Couldn't agree with you more about having some cash on hand. I'm happy that you like the information that we provide.
Diana   |From:69.126.74.xxx |2010-09-13 16:16:04
Most people dont realize nor will they comprehend when it happens to them. I have a public adjuster and a lawyer. The insurance industry is run by the Lobbist. Insurance Companies do what they want. There isnt any real regulations they have to follow. it may seem uncomprehensible , but its true, and a reality when it happens too you. False sense of security.
jmalmberg  - Re: Don't get caught off guard     |2010-09-14 09:58:56
Good luck with your situation. I can tell you from personal experience that you will need a lot of patience to get through it, even with the attorney and public adjuster. Just know that you will get through the process and be able to put it behind you eventually.
cathy  - re: godschildinc   |From:207.224.111.xxx |2010-07-28 16:57:23
I know this is no consolation after what you have been through, but my father back in 1940's had a similar experience with the Red Cross. The river had overflowed and many houses had been flooded, there were three kids, no food, no clothes, and no shelter.

The Red Cross came to town and set-up to assist the families. After waiting almost all day, and filling out all their forms, they finally met with the Red Cross. The RC woman reviewed the information on the forms and visited with them and then said well we have linoleum for you. (That's right - flooring.) When my grandmother said, we need food, clothing and shelter - she repeated "we have this wonderful linoleum for you." The woman from the Red Cross was shocked when my dad's family just got up and walked out.

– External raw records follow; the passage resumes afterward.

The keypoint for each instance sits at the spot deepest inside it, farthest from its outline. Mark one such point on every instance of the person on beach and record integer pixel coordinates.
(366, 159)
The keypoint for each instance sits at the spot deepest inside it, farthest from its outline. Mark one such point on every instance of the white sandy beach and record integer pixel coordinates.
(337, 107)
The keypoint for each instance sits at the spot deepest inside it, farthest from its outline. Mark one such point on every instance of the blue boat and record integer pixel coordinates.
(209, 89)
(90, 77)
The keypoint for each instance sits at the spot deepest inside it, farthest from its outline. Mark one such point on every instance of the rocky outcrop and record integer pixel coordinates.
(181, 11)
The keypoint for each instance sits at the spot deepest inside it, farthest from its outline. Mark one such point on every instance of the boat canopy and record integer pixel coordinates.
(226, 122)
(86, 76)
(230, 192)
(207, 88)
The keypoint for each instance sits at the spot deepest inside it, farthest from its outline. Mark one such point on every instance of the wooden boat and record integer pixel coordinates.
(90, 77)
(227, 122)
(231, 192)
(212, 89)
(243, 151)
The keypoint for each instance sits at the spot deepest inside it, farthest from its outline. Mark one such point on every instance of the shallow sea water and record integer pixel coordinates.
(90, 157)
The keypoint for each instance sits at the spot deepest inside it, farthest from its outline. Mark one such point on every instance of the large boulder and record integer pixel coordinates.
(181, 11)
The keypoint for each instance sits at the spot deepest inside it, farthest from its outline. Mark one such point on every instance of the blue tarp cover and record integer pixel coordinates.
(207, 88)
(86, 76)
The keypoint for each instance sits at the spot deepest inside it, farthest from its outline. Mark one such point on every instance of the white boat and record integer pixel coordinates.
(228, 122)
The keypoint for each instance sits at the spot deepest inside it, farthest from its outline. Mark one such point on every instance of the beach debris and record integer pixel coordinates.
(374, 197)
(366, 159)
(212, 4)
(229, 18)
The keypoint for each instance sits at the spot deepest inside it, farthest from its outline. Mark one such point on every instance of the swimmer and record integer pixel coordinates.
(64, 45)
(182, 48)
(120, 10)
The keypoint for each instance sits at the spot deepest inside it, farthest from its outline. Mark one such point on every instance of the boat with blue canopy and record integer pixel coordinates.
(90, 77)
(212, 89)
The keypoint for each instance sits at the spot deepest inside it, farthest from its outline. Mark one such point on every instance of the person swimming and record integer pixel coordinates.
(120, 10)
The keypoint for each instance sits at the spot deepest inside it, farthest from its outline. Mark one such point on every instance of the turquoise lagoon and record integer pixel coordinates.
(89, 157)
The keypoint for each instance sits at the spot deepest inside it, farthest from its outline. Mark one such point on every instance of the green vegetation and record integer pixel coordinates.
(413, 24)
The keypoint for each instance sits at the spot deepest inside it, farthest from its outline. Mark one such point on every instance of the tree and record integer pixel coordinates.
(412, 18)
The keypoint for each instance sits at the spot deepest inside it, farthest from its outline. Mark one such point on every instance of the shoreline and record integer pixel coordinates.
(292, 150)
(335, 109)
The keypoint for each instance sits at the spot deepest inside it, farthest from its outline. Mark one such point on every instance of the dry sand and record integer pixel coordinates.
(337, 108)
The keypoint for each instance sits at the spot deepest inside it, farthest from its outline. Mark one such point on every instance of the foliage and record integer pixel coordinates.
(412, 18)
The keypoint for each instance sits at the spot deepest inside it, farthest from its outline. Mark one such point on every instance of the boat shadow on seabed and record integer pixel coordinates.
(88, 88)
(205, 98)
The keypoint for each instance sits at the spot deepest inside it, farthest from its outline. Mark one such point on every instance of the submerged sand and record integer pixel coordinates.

My grandmother, father and his siblings have never forgotten that humiliating experience. It sounds like nothing has changed with them...

They did learn one thing, don't expect real help from anyone... so be prepared.
Diana   |From:69.126.74.xxx |2010-09-13 16:10:39
Yes most people will not survive mentally most believe they will be taken care of.
As I watch hurricane Katrina victims and other tragedies all over the world what comes to mind is" thats going to happen here. We are watching a reality that is soon to come to our doors. Dont expect help from anyone. If you do recieve help Thank God then pass it on..
Roller Derby  - Roller Derby     |From:14.102.105.xxx |2012-08-03 01:16:46
Once again feeling happy and proud to say that this is my favorite Blog.The postings are very unique and also outstanding performance with the new creativity and Excellency with the new different ideas and concepts.